Drame de La Neuveville (BE)«Des professionnels ont posé une installation criminelle!»
Après l’inculpation des personnes impliquées dans l’électrocution d’une conductrice de chien et d’une touriste hollandaise, les parents de la première victime témoignent.

Au cimetière de La Neuveville (BE), sur la tombe commune d’une femme et d’une chienne, une épitaphe exprime un ressenti: «Elles voulaient sauver des vies, la négligence des hommes a pris la leur». Cette négligence a débouché sur huit inculpations, après le drame du 15 mai 2017, fatal pour Claire et sa chienne Makani, électrocutées dans l’eau d’un port avec la touriste qui voulait leur porter secours.
Claire était conductrice de chiens militaires et membre de Redog Suisse. Voyant sa chienne en difficulté dans l’eau du port, elle a sauté à l’eau, suivie de Miranda Birschal, une touriste hollandaise qui passait par là. Toutes trois ont été électrocutées dans l’eau du lac, par la faute d’un câble électrique dénudé qui a transmis du courant à une balustrade et à un ponton.
Pour l’éternité
Sur la pierre tombale, une pensée unit Claire Schläfli, morte à 24 ans, à sa chienne Makani, qui avait 7 ans: «Ensemble pour l’éternité». La femme et l’animal entretenaient une relation quasi fusionnelle qui leur vaut d’avoir la même sépulture.

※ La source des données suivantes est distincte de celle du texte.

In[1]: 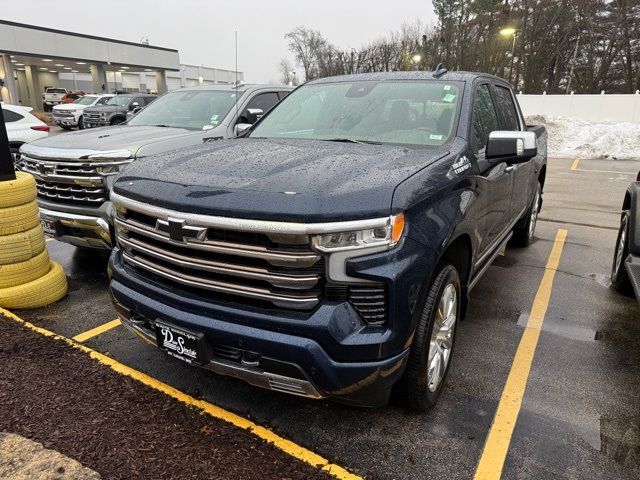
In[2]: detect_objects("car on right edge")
[611,172,640,301]
[109,69,547,410]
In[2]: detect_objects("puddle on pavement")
[518,312,596,342]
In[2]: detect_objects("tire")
[0,262,67,309]
[405,263,462,411]
[0,225,45,269]
[0,201,40,235]
[513,181,542,247]
[0,172,38,208]
[0,250,49,288]
[611,210,635,297]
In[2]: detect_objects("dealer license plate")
[156,321,206,365]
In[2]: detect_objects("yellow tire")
[0,262,67,309]
[0,201,40,236]
[0,225,45,269]
[0,172,38,208]
[0,250,49,288]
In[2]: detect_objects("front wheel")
[406,264,462,411]
[513,182,542,247]
[611,210,633,297]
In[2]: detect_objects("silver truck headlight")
[312,213,404,253]
[311,213,404,284]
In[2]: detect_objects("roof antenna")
[433,63,449,78]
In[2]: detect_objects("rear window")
[2,109,24,123]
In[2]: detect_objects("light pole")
[411,53,422,70]
[500,27,518,83]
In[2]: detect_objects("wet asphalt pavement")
[17,156,640,479]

À cinq minutes à pied du cimetière, dans une maisonnette posée entre la vigne et la forêt, la chambre de Claire n’a pas changé en six ans. Les parents n’ont retiré aucun meuble, aucun objet: «Ce serait comme lui voler quelque chose», murmure la maman. Mais un carton contenant des dossiers s’est ajouté dans le décor.
Six ans de procédure
«Il n’y a pas une semaine sans qu’un classeur ne passe sur la table», glisse Christiane Schläfli, la maman. Six ans de procédure, c’est long «pour tout le monde», insiste l’infirmière. Dans les responsabilités supposées, la technique l’emporte sur la politique: le maire d’alors n’est pas inculpé, le directeur du département concerné non plus. Aucune procédure, ni pénale, ni administrative n’a inquiété un politicien.
Dans l’un des trois ports de La Neuveville équipé pour 65 bateaux, les plaisanciers réclamaient légitimement de pouvoir recharger leurs batteries. Les décisions ont-elles été prises sur un pas-de-porte, manière de parer au plus pressé sans budget? Si négligence il y a eu, elle sera attribuée à un ou l’autre électricien, à un exécutant plutôt qu’à un décideur.
«Installation criminelle»
«Le drame ne s’est pas produit à cause de l’eau ou à cause du chien: ils sont huit qui, devant une installation électrique, ne se sont pas dit qu’elle pouvait être dangereuse», commente Robert «Robi» Schläfli, le père de Claire.
S’il évoque l’eau et le chien, c’est à dessein: des panneaux ont été posés il y a deux ans au quai Maurice-Moeckli, qui imposent la laisse pour les chiens. «Makani marchait au pied sans laisse. Faut-il aussi tenir les enfants par la main pour qu’ils ne s’approchent pas de l’eau?» interrogent les parents de Claire.
Le papa n’a pas pris d’avocat, mais ce mécanicien sur motos a fait sa lecture du dossier. Son constat «Des professionnels ont posé une installation criminelle. L’eau était électrifiée, c’est hallucinant!» assène-t-il. Avec le temps, le désir de vengeance s’est estompé: «J’avais envie de les punir, mais ce n’est pas à moi de le faire», indique Robert Schläfli.
«Trop complexe»
Qu’attendent les parents du procès, prévu au plus tôt en automne prochain? «Un procès? J’aimerais bien caresser la joue de Claire», répond Robi. «Quand on roule trop vite, on reçoit une amende. J’attends simplement que la justice fasse son travail. Et que pareilles boulettes ne se reproduisent plus dans notre société», reprend le papa, tandis que la maman se sent démunie face à un système judiciaire qu’elle estime «trop complexe».
«J’ai besoin de comprendre comment on en est arrivé à un drame pareil, pas seulement sur le plan technique», dit Christiane Schläfli. Et d’ajouter: «Je n’arrive pas à me consoler qu’il y ait eu autant de négligences. Passe encore dans une installation très complexe, mais là…». Là, trois vies ont été perdues à cause de l’alimentation électrique d’un port de plaisance.